PAISLEY'S own Andrew Neil did not disappoint when he returned to Glasgow as Brewin Dolphin's star speaker.

After UKIP leader Nigel Farage had told him on air that the government must "stop throwing bags of money over Hadrian's Wall", the TV host observed that "they would still be in England", at which Farage admitted geography was not his strong suit.

"Nor is economics," Neil murmured. He also predicted that the government would now pile money into the former Liberal strongholds of south-west England. "There will be roads to nowhere and bridges over rivers that don't exist," Neil said.

Trending on Twitter

JOHN Cridland, the CBI's director-general, is as aware as the next business leader of the power of social media.

But he assured The Bottom Line does not go out of his way to tweet his every move. So when he returned home from making a speech in a sleepy corner of the south of England he was stunned to be told by his 17-year-old son: "Dad, you've been trending on Twitter all morning!"

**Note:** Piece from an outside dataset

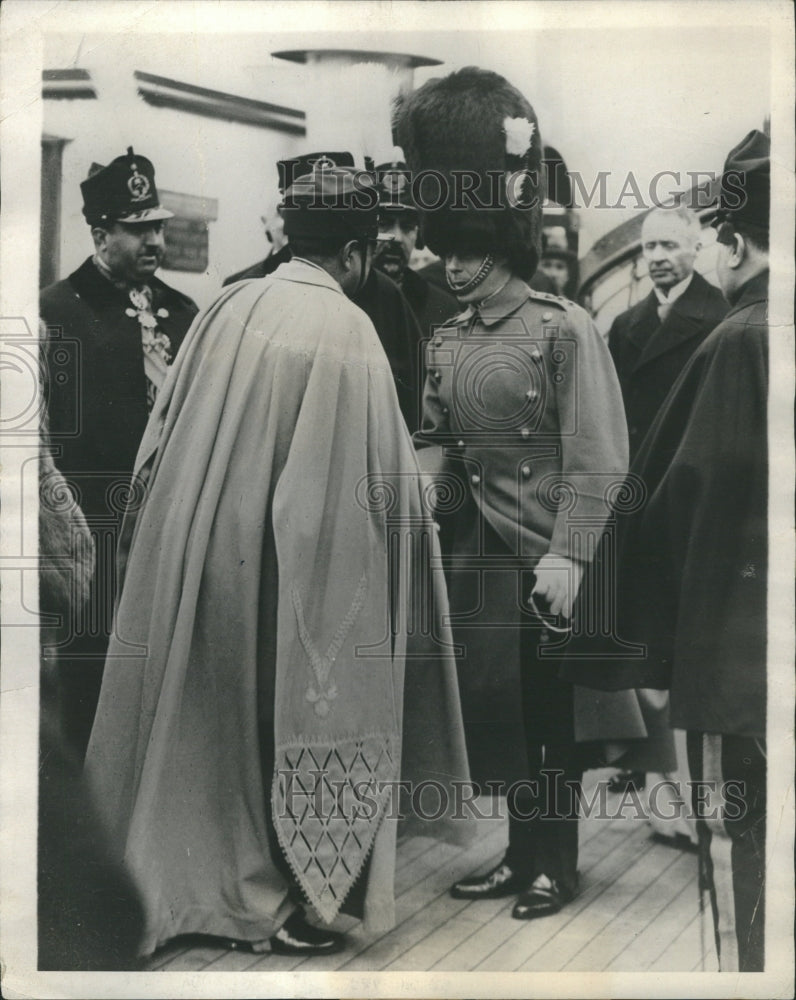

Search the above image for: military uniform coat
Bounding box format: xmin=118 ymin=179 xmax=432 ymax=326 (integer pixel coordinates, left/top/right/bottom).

The explanation? The bosses' leader had been inaugurating his campaign for the scrapping of GCSE exams.

Beer Price Index

FOR many holidaymakers, there is surely no better way to gauge the cost of a holiday.

A travel comparison site has developed a new guide to costs in popular destinations based on the price of beer.

According to the 2015 Beer Price Index, compiled by GoEuro.co.uk, Geneva is the most costly location, with Hong Kong and Tel Aviv following closely behind.

Krakow and Kiev, by contrast, are significantly cheaper. While tourists can get about nine bottles of beer for £10 in Krakow, only two can be bought in for that sum in Geneva.